I have slept curled up in a ball on an airport floor. In the backseat of a car. In a teepee. I have even slept under a canoe. But by far the most unique place I have ever laid my head down is in a tree house.
Yup, you can do just that in the beautiful country of Turkey, in a special place called Olympos (or Olimpos). It would be safe to describe it as a ‘hippie commune’ thanks to its laid-back vibe and the fact that few people ever bother showering. Located south of Antalya, the village is made up of a number of guest houses and hostels.
I travelled there with a group of girls in the dead heat of summer, and we stayed at a popular place called Bayrams. For about $60 (depending on the season) you can rent a treehouse which consists of a double mattress, pillows and sheets. Half board is also included which is a nice bonus, and the ‘resort’ will let you run a tab at the canteen all week, so you can charge the rest of your food without the hassle of handing over cash every day. Keep in mind though that some rooms don’t have air conditioning, and Turkey is sweltering hot in the summer time.
Still, the tree houses are absolutely charming, and are scattered throughout the bright orange groves which surround the centre of the compound.
What to do
Olympos is surrounded by ancient Lycian ruins which line a dusty dirt road leading up to an isolated beach. Before you get all excited about the prospect of getting your tan on, it’s worth noting that the beach is completely covered in pebbles, so you’ll need to bring something with thick padding if you plan to relax. Fortunately, you’ll almost forget about the pain in your backside as you take in the views of the Mediterranean, glittering water and looming Mt. Tahatali in the distance.
The area’s most popular day trip is a visit to the natural eternal flames in the mountainside.
Visitors make the three-kilometre hike up the mountain’s stone path to check out the self-igniting flames, which are sparked by gas coming out of the rock. This is definitely a hike worth doing at night, when the scene is much more dramatic.
One night during my visit there was a full moon party on the beach, which was quite the sight to take in. The bright, white moon lit up the entire site including Mt. Tahatali, and a DJ was brought in to play Euro dance hits all night as everyone danced under the stars. While nothing compared to Thailand’s epic full moon parties, it’s about the most action you’ll ever see in this backpackers haven.

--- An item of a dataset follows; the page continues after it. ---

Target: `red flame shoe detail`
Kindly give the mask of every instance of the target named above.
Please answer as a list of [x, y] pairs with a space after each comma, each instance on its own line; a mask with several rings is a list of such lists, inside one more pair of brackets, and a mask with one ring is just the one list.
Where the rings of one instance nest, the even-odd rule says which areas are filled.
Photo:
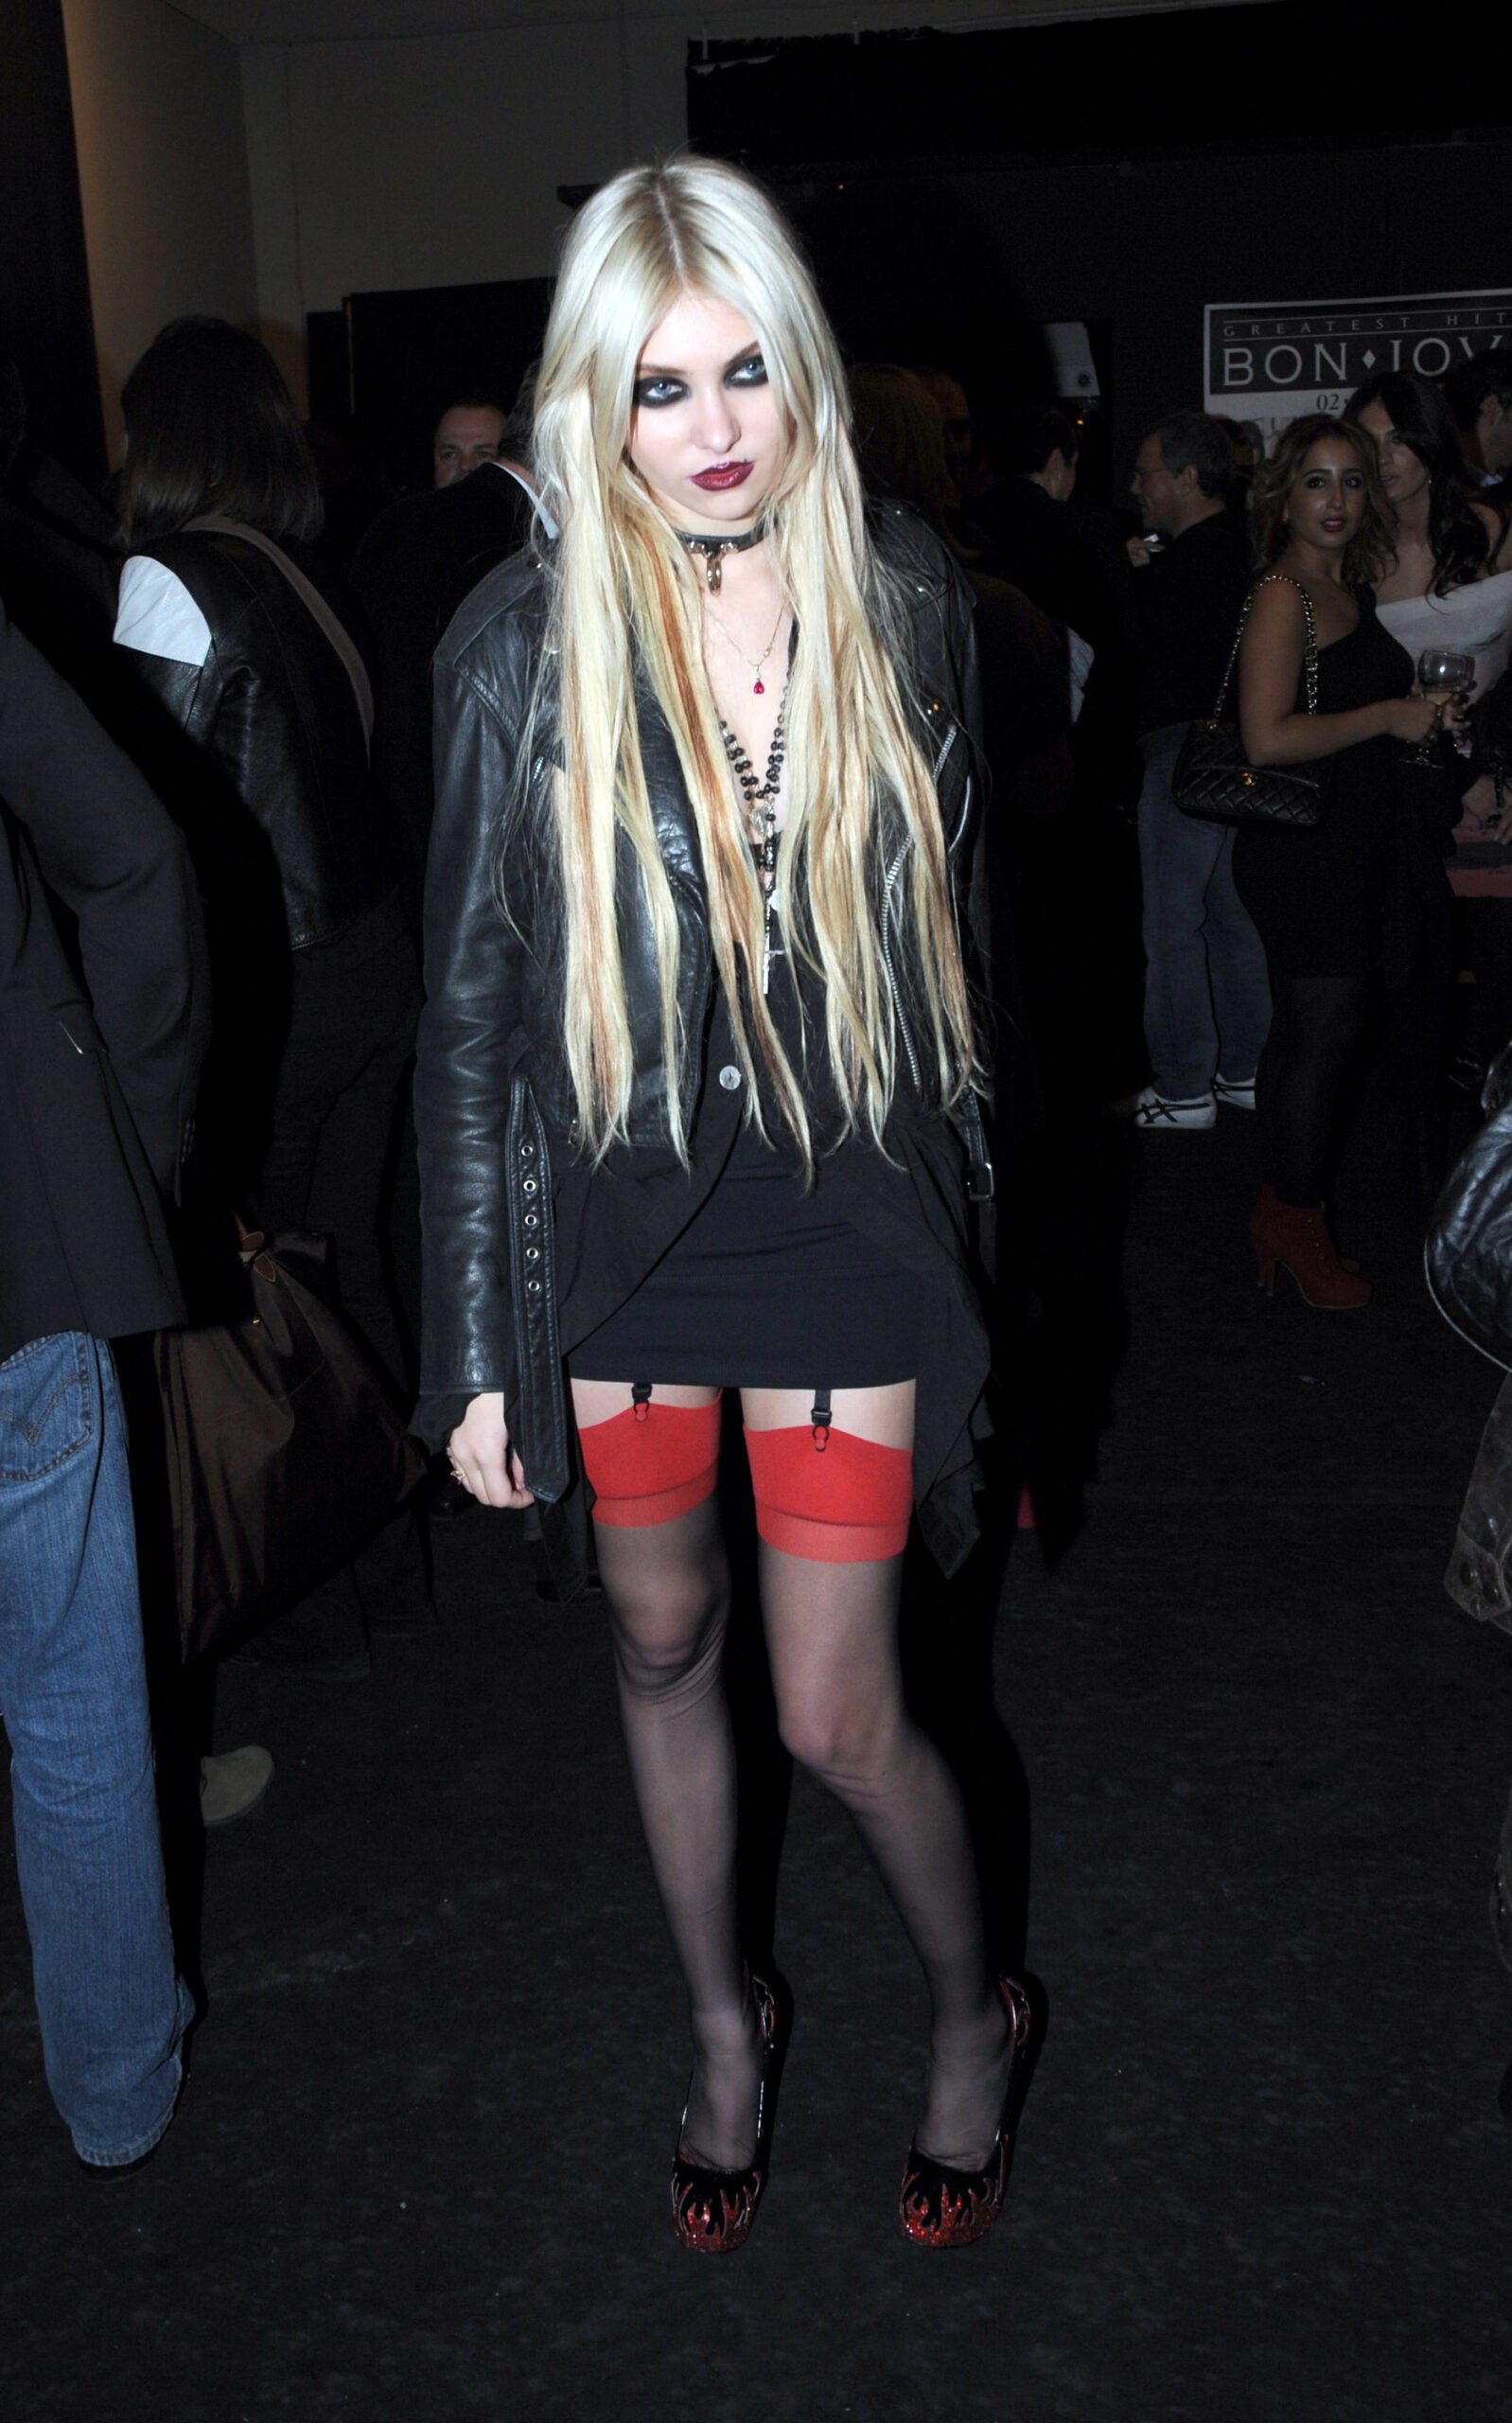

Other than that, the vibe around Olympos is simply to chill, man. We spent entire days lounging on the huge pillows set up in the common area, playing backgammon, chatting and drinking beer. One day, we didn’t even get out of our pajamas. I probably shouldn’t admit that. Byrams also has hammocks to relax in, offers internet access and laundry services, and you can also enjoy a Turkish water pipe (try apple flavor!).
How to get there
I’m not going to sugar coat this one. It’s a long trip if you’re coming from Istanbul…we’re talking an overnight bus ride complete with stops in bus stations that only have a hole for toilets. I made the mistake of popping a couple of sleeping pills, which only work if you don’t get woken up for eight hours. Unfortunately, the barely-reclining seats, the loud Turkish movie playing and the constant starting and stopping did not make for a good rest, and I arrived totally out of it. Oh, and discovered Turkish Delight stuck in my hair.
After arriving in Antalya you will transfer to a minibus for the final couple of hours of travelling to Olympos. This was an experience in itself. I’m not totally clear on how these things typically work in Turkey, but found myself a bit on edge as our driver pulled over in the middle of nowhere on a remote highway, grabbed a bag with god-knows-what in it from some random guy standing on the edge of the road, then sped off. Hmm.
While pricing can vary depending on how you book your trip to Olympos, expect to pay about 10TRY ($6) for the mini bus ride and about 55TRY for the ride from Istanbul to Antalya. There are also flights between the two cities if you’re not feeling the whole bus thing, which cost as little as $30. However, many backpackers book the transportation and accommodation together through travel agents in Istanbul, which could save you some cash.